She thought this name would bring him strength, luck, natural authority, but how could she know that this boy would grow up to be the gentlest and strangest of sons and that he would end up captured like a wild animal
There he is now, in the back of a police van, as we turn the page
It all begins with a crash.
One night, seventeen-year-old Wolf steals his mother's car and drives six hundred kilometres in search of his sister, who left home ten years ago. Unlicensed and on edge, he veers onto the wrong side of the road and causes an accident. He is arrested, imprisoned, and leaves his mother and sister to pick up the pieces.
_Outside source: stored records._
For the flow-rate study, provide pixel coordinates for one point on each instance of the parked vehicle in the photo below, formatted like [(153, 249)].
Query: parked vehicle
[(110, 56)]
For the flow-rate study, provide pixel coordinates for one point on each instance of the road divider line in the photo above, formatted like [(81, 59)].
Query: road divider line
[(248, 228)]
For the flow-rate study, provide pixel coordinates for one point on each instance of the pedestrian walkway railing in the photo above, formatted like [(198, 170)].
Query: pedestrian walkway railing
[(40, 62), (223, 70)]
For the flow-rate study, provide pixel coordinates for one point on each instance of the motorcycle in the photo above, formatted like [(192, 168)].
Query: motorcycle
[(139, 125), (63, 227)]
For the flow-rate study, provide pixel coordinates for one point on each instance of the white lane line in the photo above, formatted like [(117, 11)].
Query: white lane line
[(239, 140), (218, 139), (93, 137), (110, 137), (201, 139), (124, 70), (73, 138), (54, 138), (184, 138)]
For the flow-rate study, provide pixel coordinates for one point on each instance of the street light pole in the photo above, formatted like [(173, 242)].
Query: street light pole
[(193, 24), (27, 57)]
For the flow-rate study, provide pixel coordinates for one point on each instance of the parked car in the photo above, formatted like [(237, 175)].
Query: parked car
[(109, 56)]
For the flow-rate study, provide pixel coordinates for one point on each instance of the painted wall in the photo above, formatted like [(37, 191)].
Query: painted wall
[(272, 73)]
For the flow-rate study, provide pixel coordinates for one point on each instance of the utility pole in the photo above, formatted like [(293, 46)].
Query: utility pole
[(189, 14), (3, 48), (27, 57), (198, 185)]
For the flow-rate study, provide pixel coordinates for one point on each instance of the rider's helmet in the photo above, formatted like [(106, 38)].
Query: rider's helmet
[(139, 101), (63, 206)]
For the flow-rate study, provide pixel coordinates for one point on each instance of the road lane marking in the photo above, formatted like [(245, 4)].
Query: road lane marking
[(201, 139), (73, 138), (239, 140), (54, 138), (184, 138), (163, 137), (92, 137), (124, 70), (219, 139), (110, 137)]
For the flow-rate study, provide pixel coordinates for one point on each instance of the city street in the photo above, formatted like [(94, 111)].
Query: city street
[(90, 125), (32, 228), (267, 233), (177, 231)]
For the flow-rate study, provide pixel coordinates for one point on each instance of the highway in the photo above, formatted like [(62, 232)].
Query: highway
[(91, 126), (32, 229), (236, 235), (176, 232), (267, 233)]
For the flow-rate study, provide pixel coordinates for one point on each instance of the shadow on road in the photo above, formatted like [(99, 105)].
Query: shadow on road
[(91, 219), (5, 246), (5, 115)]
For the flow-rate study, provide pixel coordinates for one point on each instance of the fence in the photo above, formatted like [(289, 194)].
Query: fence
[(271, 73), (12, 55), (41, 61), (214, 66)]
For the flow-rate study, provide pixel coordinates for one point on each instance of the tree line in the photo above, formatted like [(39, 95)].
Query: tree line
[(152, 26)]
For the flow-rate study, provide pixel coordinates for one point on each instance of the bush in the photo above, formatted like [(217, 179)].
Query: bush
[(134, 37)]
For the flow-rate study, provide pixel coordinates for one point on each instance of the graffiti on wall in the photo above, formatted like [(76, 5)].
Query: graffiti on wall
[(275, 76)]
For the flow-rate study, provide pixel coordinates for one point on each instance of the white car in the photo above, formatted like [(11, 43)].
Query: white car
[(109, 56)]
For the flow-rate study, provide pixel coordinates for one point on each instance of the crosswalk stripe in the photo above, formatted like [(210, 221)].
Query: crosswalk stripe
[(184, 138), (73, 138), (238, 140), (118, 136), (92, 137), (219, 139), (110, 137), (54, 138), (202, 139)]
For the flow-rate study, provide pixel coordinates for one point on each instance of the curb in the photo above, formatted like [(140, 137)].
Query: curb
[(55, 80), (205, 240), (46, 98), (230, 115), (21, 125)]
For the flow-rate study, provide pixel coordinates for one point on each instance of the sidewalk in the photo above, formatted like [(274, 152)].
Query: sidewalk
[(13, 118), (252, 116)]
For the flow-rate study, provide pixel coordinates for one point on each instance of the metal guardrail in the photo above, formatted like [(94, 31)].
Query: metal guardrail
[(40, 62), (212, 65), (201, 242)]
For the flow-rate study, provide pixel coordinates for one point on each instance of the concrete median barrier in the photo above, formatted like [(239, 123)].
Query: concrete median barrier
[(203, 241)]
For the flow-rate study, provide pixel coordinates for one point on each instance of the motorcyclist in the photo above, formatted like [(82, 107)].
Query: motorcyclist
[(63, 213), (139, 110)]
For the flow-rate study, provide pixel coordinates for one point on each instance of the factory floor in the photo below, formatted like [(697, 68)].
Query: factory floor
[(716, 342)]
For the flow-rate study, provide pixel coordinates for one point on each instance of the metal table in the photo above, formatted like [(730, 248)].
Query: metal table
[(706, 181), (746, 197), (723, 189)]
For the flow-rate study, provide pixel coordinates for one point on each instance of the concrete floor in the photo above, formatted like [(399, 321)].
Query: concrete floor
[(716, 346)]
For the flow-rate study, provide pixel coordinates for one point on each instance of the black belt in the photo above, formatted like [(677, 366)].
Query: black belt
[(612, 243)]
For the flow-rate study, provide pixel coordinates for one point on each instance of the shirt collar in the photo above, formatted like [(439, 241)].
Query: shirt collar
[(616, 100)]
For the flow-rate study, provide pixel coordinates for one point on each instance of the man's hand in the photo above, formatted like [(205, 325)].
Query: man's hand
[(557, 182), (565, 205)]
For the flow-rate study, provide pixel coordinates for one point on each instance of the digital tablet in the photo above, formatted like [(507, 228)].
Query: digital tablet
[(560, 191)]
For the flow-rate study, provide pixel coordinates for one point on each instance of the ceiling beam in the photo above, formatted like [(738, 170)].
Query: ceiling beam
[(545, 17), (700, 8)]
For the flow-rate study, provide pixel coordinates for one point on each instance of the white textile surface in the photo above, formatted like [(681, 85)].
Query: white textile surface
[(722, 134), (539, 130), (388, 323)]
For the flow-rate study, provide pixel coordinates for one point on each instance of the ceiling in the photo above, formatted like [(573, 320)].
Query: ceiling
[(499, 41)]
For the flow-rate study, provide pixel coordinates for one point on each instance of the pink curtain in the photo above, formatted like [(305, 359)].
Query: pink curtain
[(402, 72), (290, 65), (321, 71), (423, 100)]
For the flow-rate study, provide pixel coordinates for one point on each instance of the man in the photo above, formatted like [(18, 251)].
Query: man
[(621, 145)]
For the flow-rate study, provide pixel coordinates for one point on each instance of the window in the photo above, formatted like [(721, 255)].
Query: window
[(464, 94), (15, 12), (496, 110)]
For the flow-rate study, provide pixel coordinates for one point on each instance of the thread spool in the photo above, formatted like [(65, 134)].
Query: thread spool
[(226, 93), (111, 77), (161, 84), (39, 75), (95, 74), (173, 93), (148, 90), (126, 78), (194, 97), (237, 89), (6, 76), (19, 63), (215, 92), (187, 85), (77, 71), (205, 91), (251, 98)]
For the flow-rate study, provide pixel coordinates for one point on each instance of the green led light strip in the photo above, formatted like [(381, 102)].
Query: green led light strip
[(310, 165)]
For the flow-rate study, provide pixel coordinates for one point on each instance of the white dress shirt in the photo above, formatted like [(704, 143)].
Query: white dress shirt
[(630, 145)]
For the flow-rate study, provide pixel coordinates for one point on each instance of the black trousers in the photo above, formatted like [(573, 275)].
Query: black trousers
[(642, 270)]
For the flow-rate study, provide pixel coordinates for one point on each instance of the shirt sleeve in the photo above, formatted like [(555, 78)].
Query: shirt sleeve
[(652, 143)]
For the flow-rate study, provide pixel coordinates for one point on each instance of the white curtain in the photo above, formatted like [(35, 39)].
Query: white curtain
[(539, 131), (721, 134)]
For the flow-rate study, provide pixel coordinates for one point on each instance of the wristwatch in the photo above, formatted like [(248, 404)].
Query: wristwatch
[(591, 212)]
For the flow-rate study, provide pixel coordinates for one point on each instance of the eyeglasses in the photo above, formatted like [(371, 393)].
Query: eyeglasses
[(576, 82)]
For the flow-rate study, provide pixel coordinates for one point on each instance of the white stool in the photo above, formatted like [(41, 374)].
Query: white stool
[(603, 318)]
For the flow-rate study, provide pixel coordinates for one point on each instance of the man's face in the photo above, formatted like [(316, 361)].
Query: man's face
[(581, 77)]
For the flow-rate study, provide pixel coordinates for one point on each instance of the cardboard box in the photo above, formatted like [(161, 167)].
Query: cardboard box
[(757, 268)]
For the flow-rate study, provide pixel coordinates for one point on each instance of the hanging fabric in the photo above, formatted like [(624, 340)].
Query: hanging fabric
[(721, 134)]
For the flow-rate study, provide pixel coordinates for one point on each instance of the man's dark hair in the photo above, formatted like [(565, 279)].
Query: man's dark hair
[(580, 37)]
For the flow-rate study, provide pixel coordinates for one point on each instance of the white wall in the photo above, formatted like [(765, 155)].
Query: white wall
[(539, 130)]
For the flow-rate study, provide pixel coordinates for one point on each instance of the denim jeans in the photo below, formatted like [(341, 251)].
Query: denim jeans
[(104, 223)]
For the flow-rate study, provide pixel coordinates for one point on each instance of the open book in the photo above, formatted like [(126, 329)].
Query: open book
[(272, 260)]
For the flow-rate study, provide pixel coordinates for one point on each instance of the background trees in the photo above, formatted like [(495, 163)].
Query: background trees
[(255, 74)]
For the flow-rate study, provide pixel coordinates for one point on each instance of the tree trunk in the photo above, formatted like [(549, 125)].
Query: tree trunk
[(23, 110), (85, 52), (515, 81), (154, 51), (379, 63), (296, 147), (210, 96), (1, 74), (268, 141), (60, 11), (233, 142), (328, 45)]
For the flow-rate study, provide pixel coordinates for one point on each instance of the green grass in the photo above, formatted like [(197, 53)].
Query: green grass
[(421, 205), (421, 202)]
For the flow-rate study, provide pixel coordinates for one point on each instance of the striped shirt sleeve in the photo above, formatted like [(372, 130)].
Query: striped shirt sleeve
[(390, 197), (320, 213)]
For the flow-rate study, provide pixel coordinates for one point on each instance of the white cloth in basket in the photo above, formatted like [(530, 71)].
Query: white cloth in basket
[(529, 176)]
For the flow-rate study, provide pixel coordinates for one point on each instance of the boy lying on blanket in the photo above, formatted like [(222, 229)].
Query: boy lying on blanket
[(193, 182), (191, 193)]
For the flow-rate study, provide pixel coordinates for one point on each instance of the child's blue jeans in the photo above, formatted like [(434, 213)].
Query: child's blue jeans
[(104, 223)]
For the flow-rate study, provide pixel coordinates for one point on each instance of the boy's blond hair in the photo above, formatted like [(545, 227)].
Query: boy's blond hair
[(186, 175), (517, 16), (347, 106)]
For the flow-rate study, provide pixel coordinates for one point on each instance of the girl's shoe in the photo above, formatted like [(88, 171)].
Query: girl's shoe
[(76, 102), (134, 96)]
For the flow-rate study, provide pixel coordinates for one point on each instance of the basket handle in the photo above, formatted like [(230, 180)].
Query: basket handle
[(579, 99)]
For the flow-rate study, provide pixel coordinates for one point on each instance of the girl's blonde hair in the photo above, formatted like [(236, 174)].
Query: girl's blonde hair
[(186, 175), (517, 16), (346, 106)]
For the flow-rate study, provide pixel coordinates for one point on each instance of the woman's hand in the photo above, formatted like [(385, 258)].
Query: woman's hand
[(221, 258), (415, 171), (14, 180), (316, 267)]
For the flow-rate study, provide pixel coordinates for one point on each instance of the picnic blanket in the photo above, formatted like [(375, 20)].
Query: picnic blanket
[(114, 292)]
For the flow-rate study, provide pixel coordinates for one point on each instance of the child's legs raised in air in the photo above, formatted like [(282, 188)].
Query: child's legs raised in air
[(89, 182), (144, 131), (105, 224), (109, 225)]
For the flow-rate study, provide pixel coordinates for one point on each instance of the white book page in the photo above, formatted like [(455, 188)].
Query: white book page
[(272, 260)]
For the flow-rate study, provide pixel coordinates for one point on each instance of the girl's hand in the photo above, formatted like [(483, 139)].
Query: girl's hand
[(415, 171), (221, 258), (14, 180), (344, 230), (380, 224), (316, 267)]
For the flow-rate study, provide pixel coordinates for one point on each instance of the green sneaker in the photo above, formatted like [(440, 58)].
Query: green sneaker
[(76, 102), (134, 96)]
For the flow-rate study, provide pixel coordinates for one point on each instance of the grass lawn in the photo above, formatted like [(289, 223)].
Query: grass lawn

What follows is an unflinching account of the events that lead to this moment, told through the alternating perspectives of Wolf's mother, sister and various other voices. In this raw and poignant novel, Nathacha Appanah reveals how trauma shapes generations and the wounds it leaves behind. The Sky Above the Roof is both a portrait of a fractured family and a poetic exploration of the ways we break apart and rebuild
Translated from the French by Geoffrey Strachan
PUBLISHERS WEEKLY
Mauritian French writer Appanah (Waiting for Tomorrow) offers a lyrical and striking story of a broken family. Wolf, 17 and prone to anxious fits, steals his mother's car and drives to see his older sister, Paloma, who left 10 years earlier. Their mother, Phoenix, is emotionally distant and has deliberately kept her children from contacting each other, her lack of tenderness bound up in her trauma of sexual assault at 11. Wolf's trip proves to be a disaster: he causes an accident and is put in jail, and as he languishes in custody, Appanah exquisitely renders each character's sorrow and longing. Wolf doesn't want Phoenix to visit him, only Paloma, who's made a new life for herself in a commune, prompting Phoenix to reflect on her choices. A particularly acute scene emerges in flashbacks, as Phoenix remembers when her fawning parents dolled her up to perform a song at a Christmas concert at her father's factory. Just before she goes on stage, a man from the factory forcibly kisses her, and when she gets to the mic, she lets out a "harsh... and prolonged scream." It was then, she realized, that she "abandoned" the "sham that is girlhood." It's a tender and beautiful portrayal of unarticulated pain.